Осознание своей «лишности» героем — открытие Тургенева; таков Чулкатурин, давший определение целой плеяде своих предшественников и последователей. И в свете характеристики Чулкатурина оказывается спорным причисление Онегина, Печорина, Рудина, Бельтова к типу «лишнего человека», либо спорно причисление Чулкатурина к данному типу, поскольку существенны отличия между героями12. Если исходить из тезиса, что предшественники (и последователи) этого образа генетически связаны с типом романтического героя, о чем писалось неоднократно в литературоведении, то у Чулкатурина весьма сложные отношения с прообразом. «Лишность» романтического героя держалась на чуждости «другим» и всему миру, такова она и у героев, привычно называемых «лишними людьми». Они влюбляются, но никогда любовь не составляет их счастья, они не способны жить уютной семейной жизнью (в этом сходство и с Чулкатуриным), но они получают неплохое образование (чем не может похвастать герой «Дневника лишнего человека»), они не способны служить в гражданской службе, если уж служба — то на пользу отечеству13, а не рутинная работа. Есть доля презрения, высокомерия, игры с окружающими в той или иной степени, что восходит к противостоянию всем романтического героя. Чулкатурин робеет перед всеми и сам удивляется своей смелости в доме Ожогиных. Это герои «не как все», хотят они этого или нет, Чулкатурин стремится быть как все14. Рефлексия Чулкатурина, хотя он и ссылается на Печорина, сродни не печоринскому анализу-загадке15, а самоедству и самоуничижению «подпольного человека» Достоевского. «Маленький человек» до такой рефлексии не доходил, а вот «подпольный человек» генетически может быть связан с образом Чулкатурина, особенно в плане самоанализа и едкой иронии над собой в нелицеприятных для него сценах.

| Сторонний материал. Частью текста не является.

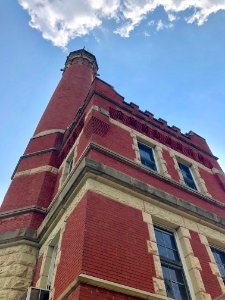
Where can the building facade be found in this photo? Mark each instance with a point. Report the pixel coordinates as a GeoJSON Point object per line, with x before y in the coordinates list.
{"type": "Point", "coordinates": [108, 202]}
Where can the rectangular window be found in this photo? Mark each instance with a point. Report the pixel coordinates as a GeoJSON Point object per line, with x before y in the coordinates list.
{"type": "Point", "coordinates": [69, 166]}
{"type": "Point", "coordinates": [220, 261]}
{"type": "Point", "coordinates": [53, 250]}
{"type": "Point", "coordinates": [147, 156]}
{"type": "Point", "coordinates": [187, 176]}
{"type": "Point", "coordinates": [173, 273]}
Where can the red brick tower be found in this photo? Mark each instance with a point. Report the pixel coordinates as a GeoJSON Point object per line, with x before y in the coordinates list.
{"type": "Point", "coordinates": [108, 202]}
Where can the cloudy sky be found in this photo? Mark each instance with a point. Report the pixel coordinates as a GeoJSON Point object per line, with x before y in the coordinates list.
{"type": "Point", "coordinates": [168, 56]}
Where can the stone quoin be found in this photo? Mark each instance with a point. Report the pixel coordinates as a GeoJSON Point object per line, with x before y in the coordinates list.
{"type": "Point", "coordinates": [109, 203]}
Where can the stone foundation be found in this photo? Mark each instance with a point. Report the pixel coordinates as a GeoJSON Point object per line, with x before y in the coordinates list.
{"type": "Point", "coordinates": [17, 265]}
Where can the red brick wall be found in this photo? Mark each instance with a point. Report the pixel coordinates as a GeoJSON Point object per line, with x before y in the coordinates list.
{"type": "Point", "coordinates": [115, 246]}
{"type": "Point", "coordinates": [170, 166]}
{"type": "Point", "coordinates": [34, 189]}
{"type": "Point", "coordinates": [72, 248]}
{"type": "Point", "coordinates": [44, 142]}
{"type": "Point", "coordinates": [156, 182]}
{"type": "Point", "coordinates": [86, 292]}
{"type": "Point", "coordinates": [37, 271]}
{"type": "Point", "coordinates": [26, 220]}
{"type": "Point", "coordinates": [48, 158]}
{"type": "Point", "coordinates": [209, 279]}
{"type": "Point", "coordinates": [213, 185]}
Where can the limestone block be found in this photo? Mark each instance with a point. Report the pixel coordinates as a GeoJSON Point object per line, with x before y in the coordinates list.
{"type": "Point", "coordinates": [192, 262]}
{"type": "Point", "coordinates": [13, 270]}
{"type": "Point", "coordinates": [203, 296]}
{"type": "Point", "coordinates": [20, 258]}
{"type": "Point", "coordinates": [159, 286]}
{"type": "Point", "coordinates": [15, 283]}
{"type": "Point", "coordinates": [191, 225]}
{"type": "Point", "coordinates": [147, 217]}
{"type": "Point", "coordinates": [158, 268]}
{"type": "Point", "coordinates": [197, 282]}
{"type": "Point", "coordinates": [211, 256]}
{"type": "Point", "coordinates": [151, 233]}
{"type": "Point", "coordinates": [164, 216]}
{"type": "Point", "coordinates": [203, 239]}
{"type": "Point", "coordinates": [214, 269]}
{"type": "Point", "coordinates": [183, 232]}
{"type": "Point", "coordinates": [15, 295]}
{"type": "Point", "coordinates": [152, 247]}
{"type": "Point", "coordinates": [212, 234]}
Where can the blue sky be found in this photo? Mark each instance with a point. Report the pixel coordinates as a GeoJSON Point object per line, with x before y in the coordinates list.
{"type": "Point", "coordinates": [168, 59]}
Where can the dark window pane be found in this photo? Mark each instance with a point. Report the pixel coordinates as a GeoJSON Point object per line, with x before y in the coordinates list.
{"type": "Point", "coordinates": [168, 283]}
{"type": "Point", "coordinates": [162, 252]}
{"type": "Point", "coordinates": [180, 292]}
{"type": "Point", "coordinates": [176, 275]}
{"type": "Point", "coordinates": [147, 157]}
{"type": "Point", "coordinates": [220, 260]}
{"type": "Point", "coordinates": [188, 179]}
{"type": "Point", "coordinates": [169, 241]}
{"type": "Point", "coordinates": [159, 237]}
{"type": "Point", "coordinates": [171, 266]}
{"type": "Point", "coordinates": [173, 255]}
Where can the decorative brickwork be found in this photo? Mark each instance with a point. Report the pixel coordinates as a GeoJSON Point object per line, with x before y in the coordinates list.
{"type": "Point", "coordinates": [17, 265]}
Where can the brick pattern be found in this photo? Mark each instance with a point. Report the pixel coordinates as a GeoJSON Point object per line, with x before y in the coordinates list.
{"type": "Point", "coordinates": [72, 247]}
{"type": "Point", "coordinates": [156, 182]}
{"type": "Point", "coordinates": [115, 246]}
{"type": "Point", "coordinates": [27, 220]}
{"type": "Point", "coordinates": [159, 286]}
{"type": "Point", "coordinates": [86, 292]}
{"type": "Point", "coordinates": [210, 281]}
{"type": "Point", "coordinates": [37, 271]}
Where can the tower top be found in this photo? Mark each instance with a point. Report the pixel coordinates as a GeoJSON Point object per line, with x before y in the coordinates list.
{"type": "Point", "coordinates": [81, 56]}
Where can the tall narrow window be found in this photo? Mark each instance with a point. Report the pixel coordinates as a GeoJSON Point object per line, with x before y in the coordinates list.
{"type": "Point", "coordinates": [51, 272]}
{"type": "Point", "coordinates": [187, 176]}
{"type": "Point", "coordinates": [147, 156]}
{"type": "Point", "coordinates": [69, 166]}
{"type": "Point", "coordinates": [173, 273]}
{"type": "Point", "coordinates": [220, 261]}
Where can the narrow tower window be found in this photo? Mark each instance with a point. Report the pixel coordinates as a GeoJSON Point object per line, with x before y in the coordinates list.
{"type": "Point", "coordinates": [51, 272]}
{"type": "Point", "coordinates": [187, 176]}
{"type": "Point", "coordinates": [173, 273]}
{"type": "Point", "coordinates": [147, 156]}
{"type": "Point", "coordinates": [220, 261]}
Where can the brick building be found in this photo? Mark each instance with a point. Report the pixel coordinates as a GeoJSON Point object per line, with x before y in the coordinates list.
{"type": "Point", "coordinates": [108, 202]}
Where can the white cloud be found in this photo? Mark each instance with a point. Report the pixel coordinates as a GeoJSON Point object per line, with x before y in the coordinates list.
{"type": "Point", "coordinates": [62, 20]}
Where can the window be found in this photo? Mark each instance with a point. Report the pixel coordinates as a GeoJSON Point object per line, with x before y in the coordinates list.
{"type": "Point", "coordinates": [173, 273]}
{"type": "Point", "coordinates": [187, 176]}
{"type": "Point", "coordinates": [220, 261]}
{"type": "Point", "coordinates": [53, 250]}
{"type": "Point", "coordinates": [147, 156]}
{"type": "Point", "coordinates": [69, 166]}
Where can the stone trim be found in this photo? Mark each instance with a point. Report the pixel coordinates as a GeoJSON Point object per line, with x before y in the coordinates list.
{"type": "Point", "coordinates": [110, 286]}
{"type": "Point", "coordinates": [193, 166]}
{"type": "Point", "coordinates": [89, 168]}
{"type": "Point", "coordinates": [19, 211]}
{"type": "Point", "coordinates": [158, 281]}
{"type": "Point", "coordinates": [192, 264]}
{"type": "Point", "coordinates": [37, 170]}
{"type": "Point", "coordinates": [17, 264]}
{"type": "Point", "coordinates": [47, 132]}
{"type": "Point", "coordinates": [154, 142]}
{"type": "Point", "coordinates": [40, 152]}
{"type": "Point", "coordinates": [148, 171]}
{"type": "Point", "coordinates": [212, 263]}
{"type": "Point", "coordinates": [15, 236]}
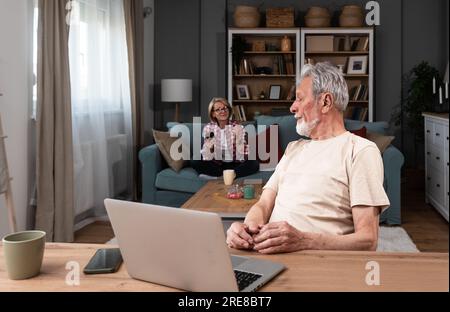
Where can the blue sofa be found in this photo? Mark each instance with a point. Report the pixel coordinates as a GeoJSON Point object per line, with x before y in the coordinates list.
{"type": "Point", "coordinates": [163, 186]}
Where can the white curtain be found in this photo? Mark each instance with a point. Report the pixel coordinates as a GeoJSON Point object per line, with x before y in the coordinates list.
{"type": "Point", "coordinates": [101, 105]}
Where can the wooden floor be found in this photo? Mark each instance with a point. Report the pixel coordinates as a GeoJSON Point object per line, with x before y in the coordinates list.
{"type": "Point", "coordinates": [427, 228]}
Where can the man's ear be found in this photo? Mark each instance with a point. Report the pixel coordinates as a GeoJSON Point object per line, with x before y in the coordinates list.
{"type": "Point", "coordinates": [327, 102]}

Другими словами, в творчестве Тургенева слишком разные «лишние люди», помогающие лучше понять типологические черты интересующего нас образа, восходящего к романтическому герою. Именно такого героя условимся называть, по устоявшейся традиции, «лишним человеком». В таком случае наиболее близок к интересующему нас типу Дмитрий Рудин.

Проводились типологические сопоставления романа «Рудин» с романами Пушкина, Лермонтова, Герцена16, однако он продолжает и тургеневские опыты на пути познания «лишнего человека».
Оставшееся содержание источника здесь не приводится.